Metal oxide based gas sensing is promising to realize the effective detection of formaldehyde from the breathing gas, which is of great significance to lung cancer monitoring in the budding period. Seeking for novel materials with controlled microstructure and surface characteristics, while improving the sensing limit is still a highly desirable challenge. In this work, the hierarchical porous LaFeO₃ is explored for this purpose by using a low-cost, simple and mature method. By tuning the quantity of F108 structuring agent and calcined temperature, the corresponding gas-sensing properties can be adjusted and optimized. The results indicate that the LaFeO₃ with 0.5 g F108 possess the best gas-sensing property with sensing response of 116 toward 50 ppm formaldehyde at 125 °C. Importantly, the trace detection capacity is as low as 50 ppb, which is among the lowest value in the record of formaldehyde detection. Further detailed analysis indicates that the special hierarchical porous structure with high surface area and pore volume should be responsible for the improved sensing performance. These results suggest that construct hierarchical porous structure is a promising method to attain superior gas-sensing properties and LaFeO₃ can be potentially used for accurate, inexpensive, real-time, and painless detection of lung cancer.

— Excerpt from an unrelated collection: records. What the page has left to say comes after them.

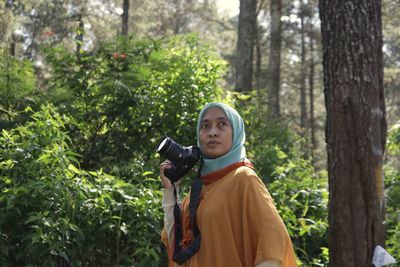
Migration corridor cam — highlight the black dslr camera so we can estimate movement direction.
[157,137,201,182]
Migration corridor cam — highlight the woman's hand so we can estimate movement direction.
[160,160,180,189]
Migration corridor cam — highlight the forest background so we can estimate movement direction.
[0,0,400,266]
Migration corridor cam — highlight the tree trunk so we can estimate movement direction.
[121,0,129,36]
[319,0,387,267]
[300,0,307,131]
[308,21,318,158]
[235,0,257,91]
[267,0,282,120]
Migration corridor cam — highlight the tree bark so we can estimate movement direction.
[267,0,282,120]
[319,0,387,267]
[121,0,129,36]
[235,0,257,91]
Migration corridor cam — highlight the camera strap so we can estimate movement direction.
[172,160,203,265]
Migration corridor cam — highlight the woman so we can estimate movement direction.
[160,102,297,267]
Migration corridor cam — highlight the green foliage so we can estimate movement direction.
[0,106,162,266]
[43,36,223,174]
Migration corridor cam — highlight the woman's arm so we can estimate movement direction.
[160,160,180,246]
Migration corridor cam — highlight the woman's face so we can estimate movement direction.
[199,107,232,159]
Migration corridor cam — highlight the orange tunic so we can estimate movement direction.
[162,166,297,267]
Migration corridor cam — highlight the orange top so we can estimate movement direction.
[162,163,297,267]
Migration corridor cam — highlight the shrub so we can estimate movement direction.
[0,106,162,266]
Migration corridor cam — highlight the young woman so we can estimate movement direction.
[160,102,297,267]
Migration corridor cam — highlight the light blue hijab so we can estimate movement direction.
[196,102,246,175]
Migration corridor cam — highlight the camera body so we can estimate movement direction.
[157,137,201,182]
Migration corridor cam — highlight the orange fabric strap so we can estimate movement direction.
[201,160,254,184]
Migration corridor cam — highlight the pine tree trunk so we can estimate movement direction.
[121,0,129,36]
[320,0,386,267]
[235,0,257,91]
[300,0,307,131]
[267,0,282,120]
[308,22,318,158]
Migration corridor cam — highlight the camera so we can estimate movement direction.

基于金属氧化物的气体传感技术有望实现有效呼吸气体中甲醛的检测，这对于萌芽期肺癌的监测具有重要意义。在提高感测极限的同时，寻求具有可控的微观结构和表面特性的新型材料仍然是非常理想的挑战。在这项工作中，为此目的，通过使用低成本，简单而成熟的方法来探索分层多孔LaFeO ₃。通过调整F108结构化剂的数量和煅烧温度，可以调整和优化相应的气敏特性。结果表明，LaFeO ₃含0.5 g F108的化合物具有最佳的气体传感性能，在125°C下对50 ppm甲醛的传感响应为116。重要的是，痕量检测能力低至50 ppb，这是甲醛检测记录中的最低值。进一步的详细分析表明，具有高表面积和孔体积的特殊分层多孔结构应负责改善感测性能。这些结果表明，构造分级的多孔结构是获得优异的气敏特性的有前途的方法，LaFeO ₃可以潜在地用于准确，廉价，实时且无痛地检测肺癌。